T-Mobile Confirms Breach Exposing Personal Data of 54 Million Customers
T-Mobile USA confirmed a hacker accessed personal data — including Social Security numbers and driver's license information — for at least 54 million current, former, and prospective customers.
T-Mobile USA confirmed in a press release today that an attacker accessed personal information belonging to at least 54 million current, former, and prospective customers, in what is the carrier's largest disclosed breach to date.
The compromised data includes names, dates of birth, Social Security numbers, driver's license numbers, and IMEI/IMSI device identifiers. PINs for approximately 850,000 prepaid customers were also exposed. T-Mobile says no payment card information or financial data was accessed.
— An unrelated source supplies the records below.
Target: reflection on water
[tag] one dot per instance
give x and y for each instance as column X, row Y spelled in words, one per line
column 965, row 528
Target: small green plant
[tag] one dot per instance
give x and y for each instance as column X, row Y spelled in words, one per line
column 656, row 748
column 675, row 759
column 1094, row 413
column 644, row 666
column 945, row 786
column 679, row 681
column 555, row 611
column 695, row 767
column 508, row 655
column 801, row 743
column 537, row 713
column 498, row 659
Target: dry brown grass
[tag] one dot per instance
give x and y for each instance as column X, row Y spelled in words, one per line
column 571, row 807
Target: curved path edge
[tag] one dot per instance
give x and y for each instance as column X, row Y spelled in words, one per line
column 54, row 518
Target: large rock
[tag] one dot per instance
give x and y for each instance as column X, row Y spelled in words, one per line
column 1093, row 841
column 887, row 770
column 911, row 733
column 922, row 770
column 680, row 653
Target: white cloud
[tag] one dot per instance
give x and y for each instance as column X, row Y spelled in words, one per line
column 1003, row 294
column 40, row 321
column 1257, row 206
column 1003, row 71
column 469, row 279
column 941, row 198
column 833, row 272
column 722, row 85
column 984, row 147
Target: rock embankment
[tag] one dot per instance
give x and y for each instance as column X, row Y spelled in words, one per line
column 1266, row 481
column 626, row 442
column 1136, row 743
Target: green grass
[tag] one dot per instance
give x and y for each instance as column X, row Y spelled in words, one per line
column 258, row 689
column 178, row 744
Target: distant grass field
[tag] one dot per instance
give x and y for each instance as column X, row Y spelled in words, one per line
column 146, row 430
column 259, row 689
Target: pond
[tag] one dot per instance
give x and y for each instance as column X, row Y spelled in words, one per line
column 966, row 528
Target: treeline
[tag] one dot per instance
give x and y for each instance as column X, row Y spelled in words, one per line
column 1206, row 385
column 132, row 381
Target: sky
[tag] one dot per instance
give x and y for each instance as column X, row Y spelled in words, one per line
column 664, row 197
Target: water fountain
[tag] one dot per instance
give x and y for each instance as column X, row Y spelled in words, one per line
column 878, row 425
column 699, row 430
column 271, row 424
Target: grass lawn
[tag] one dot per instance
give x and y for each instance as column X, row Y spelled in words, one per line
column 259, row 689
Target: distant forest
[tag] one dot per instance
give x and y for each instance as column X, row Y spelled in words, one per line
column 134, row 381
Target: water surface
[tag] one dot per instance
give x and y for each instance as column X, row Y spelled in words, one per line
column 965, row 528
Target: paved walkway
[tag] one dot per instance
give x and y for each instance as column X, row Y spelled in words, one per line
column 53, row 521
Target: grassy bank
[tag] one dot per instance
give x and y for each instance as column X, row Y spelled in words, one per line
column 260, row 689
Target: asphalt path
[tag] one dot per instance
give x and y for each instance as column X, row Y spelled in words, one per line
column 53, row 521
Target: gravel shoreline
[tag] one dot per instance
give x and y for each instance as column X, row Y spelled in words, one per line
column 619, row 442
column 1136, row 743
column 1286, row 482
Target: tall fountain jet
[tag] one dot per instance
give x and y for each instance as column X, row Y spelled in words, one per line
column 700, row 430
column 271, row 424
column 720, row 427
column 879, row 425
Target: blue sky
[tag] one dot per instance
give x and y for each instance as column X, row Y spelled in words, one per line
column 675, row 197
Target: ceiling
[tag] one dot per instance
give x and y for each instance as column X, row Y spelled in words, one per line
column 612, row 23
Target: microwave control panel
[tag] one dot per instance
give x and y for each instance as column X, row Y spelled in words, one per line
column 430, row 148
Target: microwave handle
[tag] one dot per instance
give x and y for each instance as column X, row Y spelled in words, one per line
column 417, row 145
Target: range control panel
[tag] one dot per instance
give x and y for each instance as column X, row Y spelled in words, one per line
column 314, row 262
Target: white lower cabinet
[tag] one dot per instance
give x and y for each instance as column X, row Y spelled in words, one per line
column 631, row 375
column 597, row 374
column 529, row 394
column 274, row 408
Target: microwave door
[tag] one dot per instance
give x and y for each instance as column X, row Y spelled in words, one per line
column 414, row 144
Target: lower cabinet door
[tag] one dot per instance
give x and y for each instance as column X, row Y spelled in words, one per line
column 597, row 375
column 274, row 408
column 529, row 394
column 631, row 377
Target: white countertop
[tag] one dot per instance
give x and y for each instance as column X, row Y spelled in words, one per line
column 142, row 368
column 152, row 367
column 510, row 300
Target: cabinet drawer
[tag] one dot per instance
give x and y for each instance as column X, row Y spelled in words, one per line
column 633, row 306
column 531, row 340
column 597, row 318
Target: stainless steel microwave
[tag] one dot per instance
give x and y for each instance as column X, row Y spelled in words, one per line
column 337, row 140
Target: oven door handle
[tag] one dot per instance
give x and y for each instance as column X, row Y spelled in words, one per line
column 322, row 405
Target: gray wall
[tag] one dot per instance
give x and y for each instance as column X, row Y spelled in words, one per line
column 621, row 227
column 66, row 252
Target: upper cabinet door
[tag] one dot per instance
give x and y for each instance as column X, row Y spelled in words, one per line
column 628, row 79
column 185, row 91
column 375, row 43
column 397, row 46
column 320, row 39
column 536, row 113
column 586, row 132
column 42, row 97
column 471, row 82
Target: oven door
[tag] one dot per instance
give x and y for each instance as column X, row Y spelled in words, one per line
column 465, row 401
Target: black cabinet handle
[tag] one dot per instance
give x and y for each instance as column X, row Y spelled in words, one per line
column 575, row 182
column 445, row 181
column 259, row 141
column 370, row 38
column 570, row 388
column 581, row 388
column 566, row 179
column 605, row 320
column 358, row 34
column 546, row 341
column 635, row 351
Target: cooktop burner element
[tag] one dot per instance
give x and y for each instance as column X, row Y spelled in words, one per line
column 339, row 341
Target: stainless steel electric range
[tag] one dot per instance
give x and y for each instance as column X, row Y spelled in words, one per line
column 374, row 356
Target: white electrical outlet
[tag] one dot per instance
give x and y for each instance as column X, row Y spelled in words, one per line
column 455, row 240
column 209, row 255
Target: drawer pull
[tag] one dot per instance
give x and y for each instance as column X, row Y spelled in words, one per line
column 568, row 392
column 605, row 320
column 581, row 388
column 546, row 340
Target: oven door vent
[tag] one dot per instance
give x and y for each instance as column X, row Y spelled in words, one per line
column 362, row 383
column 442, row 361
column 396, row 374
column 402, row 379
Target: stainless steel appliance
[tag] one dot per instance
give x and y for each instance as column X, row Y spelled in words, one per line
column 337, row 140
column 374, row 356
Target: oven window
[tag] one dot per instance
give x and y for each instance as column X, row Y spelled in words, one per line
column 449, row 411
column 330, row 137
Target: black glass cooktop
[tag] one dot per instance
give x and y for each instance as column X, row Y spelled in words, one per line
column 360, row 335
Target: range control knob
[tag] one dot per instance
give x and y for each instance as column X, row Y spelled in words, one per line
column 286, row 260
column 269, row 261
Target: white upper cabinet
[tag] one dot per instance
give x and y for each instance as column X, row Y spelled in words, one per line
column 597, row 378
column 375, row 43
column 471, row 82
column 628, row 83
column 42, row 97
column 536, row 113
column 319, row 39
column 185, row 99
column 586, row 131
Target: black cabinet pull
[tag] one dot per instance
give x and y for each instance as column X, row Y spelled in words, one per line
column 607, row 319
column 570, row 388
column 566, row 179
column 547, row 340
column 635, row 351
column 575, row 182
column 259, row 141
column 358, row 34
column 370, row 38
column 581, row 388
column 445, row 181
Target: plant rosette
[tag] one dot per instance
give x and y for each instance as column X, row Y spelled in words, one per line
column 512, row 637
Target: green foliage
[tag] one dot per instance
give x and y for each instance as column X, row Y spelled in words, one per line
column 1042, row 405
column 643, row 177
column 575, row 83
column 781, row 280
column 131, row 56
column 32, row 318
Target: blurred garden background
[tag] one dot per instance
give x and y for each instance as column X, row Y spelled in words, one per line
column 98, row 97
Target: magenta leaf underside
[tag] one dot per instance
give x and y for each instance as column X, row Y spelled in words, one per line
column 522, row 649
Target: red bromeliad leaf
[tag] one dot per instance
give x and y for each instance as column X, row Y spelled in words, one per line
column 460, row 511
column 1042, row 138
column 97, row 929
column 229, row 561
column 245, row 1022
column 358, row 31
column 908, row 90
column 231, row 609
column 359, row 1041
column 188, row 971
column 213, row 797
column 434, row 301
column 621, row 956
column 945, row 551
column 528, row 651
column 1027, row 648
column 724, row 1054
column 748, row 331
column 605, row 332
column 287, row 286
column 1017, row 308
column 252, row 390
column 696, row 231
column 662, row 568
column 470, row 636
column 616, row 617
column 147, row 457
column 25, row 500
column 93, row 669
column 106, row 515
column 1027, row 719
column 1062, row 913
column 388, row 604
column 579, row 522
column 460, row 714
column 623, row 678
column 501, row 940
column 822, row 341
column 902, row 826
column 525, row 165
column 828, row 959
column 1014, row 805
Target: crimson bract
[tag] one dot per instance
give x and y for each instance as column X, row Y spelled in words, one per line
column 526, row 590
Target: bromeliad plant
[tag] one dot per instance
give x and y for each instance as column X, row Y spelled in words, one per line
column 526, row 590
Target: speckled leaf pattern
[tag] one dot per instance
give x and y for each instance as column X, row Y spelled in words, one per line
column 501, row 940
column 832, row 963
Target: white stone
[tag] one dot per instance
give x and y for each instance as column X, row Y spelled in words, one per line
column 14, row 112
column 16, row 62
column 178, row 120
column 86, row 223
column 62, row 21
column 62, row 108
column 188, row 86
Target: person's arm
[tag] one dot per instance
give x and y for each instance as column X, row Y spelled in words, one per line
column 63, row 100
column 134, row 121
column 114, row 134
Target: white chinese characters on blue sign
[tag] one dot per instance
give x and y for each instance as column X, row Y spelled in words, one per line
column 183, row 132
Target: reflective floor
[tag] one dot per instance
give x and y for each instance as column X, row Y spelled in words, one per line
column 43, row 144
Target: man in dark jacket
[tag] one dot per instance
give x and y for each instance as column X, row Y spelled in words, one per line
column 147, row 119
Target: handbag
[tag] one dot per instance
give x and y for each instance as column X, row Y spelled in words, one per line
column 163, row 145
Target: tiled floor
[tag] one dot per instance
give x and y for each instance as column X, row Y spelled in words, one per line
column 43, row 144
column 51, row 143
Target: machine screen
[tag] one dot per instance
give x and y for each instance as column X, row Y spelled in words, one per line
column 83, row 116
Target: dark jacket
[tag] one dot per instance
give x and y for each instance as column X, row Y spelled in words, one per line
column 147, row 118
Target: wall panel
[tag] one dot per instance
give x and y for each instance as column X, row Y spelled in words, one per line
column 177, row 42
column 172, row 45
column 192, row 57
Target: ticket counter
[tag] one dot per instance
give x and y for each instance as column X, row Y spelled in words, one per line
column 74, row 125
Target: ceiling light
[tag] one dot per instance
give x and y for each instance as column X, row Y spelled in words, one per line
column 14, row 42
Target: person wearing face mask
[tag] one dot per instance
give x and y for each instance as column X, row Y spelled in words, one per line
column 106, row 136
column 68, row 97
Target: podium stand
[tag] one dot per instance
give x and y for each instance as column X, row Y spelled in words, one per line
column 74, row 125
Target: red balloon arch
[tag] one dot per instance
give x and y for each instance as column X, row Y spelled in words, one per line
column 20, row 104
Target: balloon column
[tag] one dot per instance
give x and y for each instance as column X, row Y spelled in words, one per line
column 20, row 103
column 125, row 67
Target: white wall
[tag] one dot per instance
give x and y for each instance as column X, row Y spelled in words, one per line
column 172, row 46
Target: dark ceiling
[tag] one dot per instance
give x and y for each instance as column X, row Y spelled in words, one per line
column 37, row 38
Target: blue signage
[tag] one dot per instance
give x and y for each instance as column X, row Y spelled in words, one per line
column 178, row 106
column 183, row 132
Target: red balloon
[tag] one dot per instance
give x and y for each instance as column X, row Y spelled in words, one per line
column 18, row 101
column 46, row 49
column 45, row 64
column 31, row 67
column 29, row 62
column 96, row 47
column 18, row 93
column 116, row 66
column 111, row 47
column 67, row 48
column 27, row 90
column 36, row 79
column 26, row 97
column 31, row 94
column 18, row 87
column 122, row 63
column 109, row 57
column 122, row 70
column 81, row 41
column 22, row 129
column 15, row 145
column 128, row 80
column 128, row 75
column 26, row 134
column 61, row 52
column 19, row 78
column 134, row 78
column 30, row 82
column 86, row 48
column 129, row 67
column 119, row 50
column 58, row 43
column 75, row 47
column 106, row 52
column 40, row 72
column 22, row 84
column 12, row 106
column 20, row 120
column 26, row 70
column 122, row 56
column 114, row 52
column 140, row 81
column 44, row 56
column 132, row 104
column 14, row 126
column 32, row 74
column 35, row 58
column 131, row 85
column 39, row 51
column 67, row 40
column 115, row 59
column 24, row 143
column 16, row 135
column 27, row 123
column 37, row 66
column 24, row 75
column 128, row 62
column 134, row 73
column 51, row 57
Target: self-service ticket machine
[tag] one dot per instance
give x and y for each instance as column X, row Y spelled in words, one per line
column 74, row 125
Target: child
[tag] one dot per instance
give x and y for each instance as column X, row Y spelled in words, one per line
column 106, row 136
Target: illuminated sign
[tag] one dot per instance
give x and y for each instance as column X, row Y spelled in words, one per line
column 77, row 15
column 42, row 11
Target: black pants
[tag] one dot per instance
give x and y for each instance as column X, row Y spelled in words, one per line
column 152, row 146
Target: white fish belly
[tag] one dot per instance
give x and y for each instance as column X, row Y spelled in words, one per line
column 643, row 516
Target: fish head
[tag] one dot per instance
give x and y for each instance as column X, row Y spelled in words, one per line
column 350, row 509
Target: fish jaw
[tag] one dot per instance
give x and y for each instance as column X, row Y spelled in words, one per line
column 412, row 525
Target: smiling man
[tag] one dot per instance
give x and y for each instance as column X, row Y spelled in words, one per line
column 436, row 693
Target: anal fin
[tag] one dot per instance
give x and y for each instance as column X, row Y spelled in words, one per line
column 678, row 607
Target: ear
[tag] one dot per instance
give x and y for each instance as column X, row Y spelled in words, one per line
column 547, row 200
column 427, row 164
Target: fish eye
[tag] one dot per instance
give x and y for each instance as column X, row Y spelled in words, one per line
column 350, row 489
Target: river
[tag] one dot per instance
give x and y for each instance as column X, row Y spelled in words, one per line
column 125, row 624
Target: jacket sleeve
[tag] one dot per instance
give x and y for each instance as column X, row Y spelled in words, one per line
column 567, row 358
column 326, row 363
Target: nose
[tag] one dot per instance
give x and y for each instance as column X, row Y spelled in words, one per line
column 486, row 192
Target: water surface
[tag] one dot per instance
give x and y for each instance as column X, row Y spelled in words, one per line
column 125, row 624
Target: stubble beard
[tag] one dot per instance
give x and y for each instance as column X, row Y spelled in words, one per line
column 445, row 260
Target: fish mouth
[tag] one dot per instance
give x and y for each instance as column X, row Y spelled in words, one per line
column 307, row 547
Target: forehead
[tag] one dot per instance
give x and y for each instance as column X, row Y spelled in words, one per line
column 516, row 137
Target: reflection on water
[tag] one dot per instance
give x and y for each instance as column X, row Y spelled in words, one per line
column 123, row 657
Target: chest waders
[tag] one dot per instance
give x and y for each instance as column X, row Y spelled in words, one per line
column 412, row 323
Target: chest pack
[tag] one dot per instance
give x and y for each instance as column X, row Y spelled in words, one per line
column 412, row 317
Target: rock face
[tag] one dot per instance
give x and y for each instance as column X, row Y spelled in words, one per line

The intrusion was first reported by Motherboard after a seller began advertising the data on a dark-web forum, asking $270,000 in bitcoin for a portion of the records. The seller, who later identified themselves as 21-year-old John Binns in an interview with the Wall Street Journal, described the breach as motivated by T-Mobile's "awful" security and frustration with what he characterized as U.S. government harassment.
According to Binns's account, he gained initial access through an unprotected GGSN router exposed to the public internet, then pivoted through more than 100 internal servers to locate customer databases.
T-Mobile said it has offered two years of free identity-protection services from McAfee and recommended affected customers reset their PINs. The company faces multiple class-action lawsuits and a Federal Communications Commission investigation. This is at least the fifth publicly disclosed T-Mobile data breach in four years.